あしやま 女装者は男性が好きって誤解されがちなのですが、私もですが、三橋先生も女性がお好きでしたよね。

三橋 かなりの女好きです(断言)。ただね、90年代の六本木や新宿歌舞伎町を女装で歩いていると、男性が寄ってくるんですよ。最初は誘われても断っていたのですが、だんだん面倒になってくるし、自分がヘテロセクシュアル(異性愛)の男性に、女として見られ、誘われ、扱われることで、承認欲求が満たされるということがあって、そのうち場合によってはOKするようになりました。
私は性行為的には男性もOKで、男性とのプレイには性的な快感は十分にありました。請われるままにセックスフレンドとして長く関係をもった人もいましたが、心理的に惚れたことはありません。相手の男性も色恋を求めないさばけた人が多かったので、うまくいってたように思います。

あしやま 僕も共感します。相手ではなく、相手と接触している自分自身を見ているという。自分自身が女としての立場であるために、相手としての男を利用している。

三橋 自分を女にしてくれる道具のように男性を思っていましたね。私を女として扱い、女として気持良くしてくれる男が望ましい。それで、ホテルの部屋に大きな鏡があればなおいい。女として扱われる自分を鏡に映して自分で見たい、そういう欲望は強くありました。そこに相手の男が映る必要はないのです。そこらへん、ゲイの人たちとは感覚がかなり違うと思います。

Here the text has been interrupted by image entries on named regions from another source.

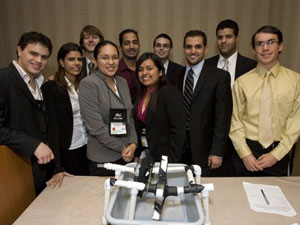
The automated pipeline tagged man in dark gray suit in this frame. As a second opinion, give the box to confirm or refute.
[176,30,232,176]
[0,32,54,194]
[153,33,184,84]
[206,19,257,176]
[206,19,257,87]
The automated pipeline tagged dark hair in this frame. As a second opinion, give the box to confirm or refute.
[94,40,120,59]
[183,30,207,47]
[54,42,85,90]
[79,25,104,50]
[251,25,283,49]
[153,33,173,48]
[17,31,52,58]
[119,29,139,46]
[216,19,239,36]
[135,52,168,109]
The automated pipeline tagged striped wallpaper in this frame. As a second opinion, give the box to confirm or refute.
[0,0,300,76]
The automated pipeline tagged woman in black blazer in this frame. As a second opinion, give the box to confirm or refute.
[133,52,186,162]
[42,43,88,187]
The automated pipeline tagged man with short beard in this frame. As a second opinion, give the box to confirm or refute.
[206,19,257,87]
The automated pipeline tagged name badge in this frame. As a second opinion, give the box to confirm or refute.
[141,128,148,148]
[109,109,127,136]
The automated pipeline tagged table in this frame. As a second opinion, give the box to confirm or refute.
[14,176,300,225]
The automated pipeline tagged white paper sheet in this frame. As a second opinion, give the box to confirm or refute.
[243,182,297,217]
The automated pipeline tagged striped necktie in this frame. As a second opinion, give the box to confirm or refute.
[183,69,194,129]
[258,72,273,148]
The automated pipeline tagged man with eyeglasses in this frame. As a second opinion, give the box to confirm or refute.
[153,33,184,84]
[230,26,300,176]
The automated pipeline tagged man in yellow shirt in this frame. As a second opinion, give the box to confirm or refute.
[230,26,300,176]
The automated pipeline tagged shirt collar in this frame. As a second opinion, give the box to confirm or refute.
[256,61,281,77]
[13,60,44,88]
[185,59,204,76]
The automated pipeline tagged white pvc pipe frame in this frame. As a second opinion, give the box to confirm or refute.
[102,163,214,225]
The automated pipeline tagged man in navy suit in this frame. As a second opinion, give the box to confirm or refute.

あしやま その感覚はヘテロセクシャルな女装者にもかなりあると思います。男性相手にそういう感情を抱かなくとも、女として扱われたいと。

三橋 性的な関係が長く続いた相手が何人もいたのは、早い話、相手も気持ち良かったのだと思うのですね。
『性的なことば』(講談社現代新書)に書きましたが、ある経験豊富な男性に「あんたみたいな尻を、金の茶釜というんや。覚えとき」って教えられたことがありました。「金の茶釜」とは、おしりの名器のことです、女性の名器と同じで、相手にしか分からない、自分ではわからないのですけど、「フィット感が抜群だ」とよく言われました。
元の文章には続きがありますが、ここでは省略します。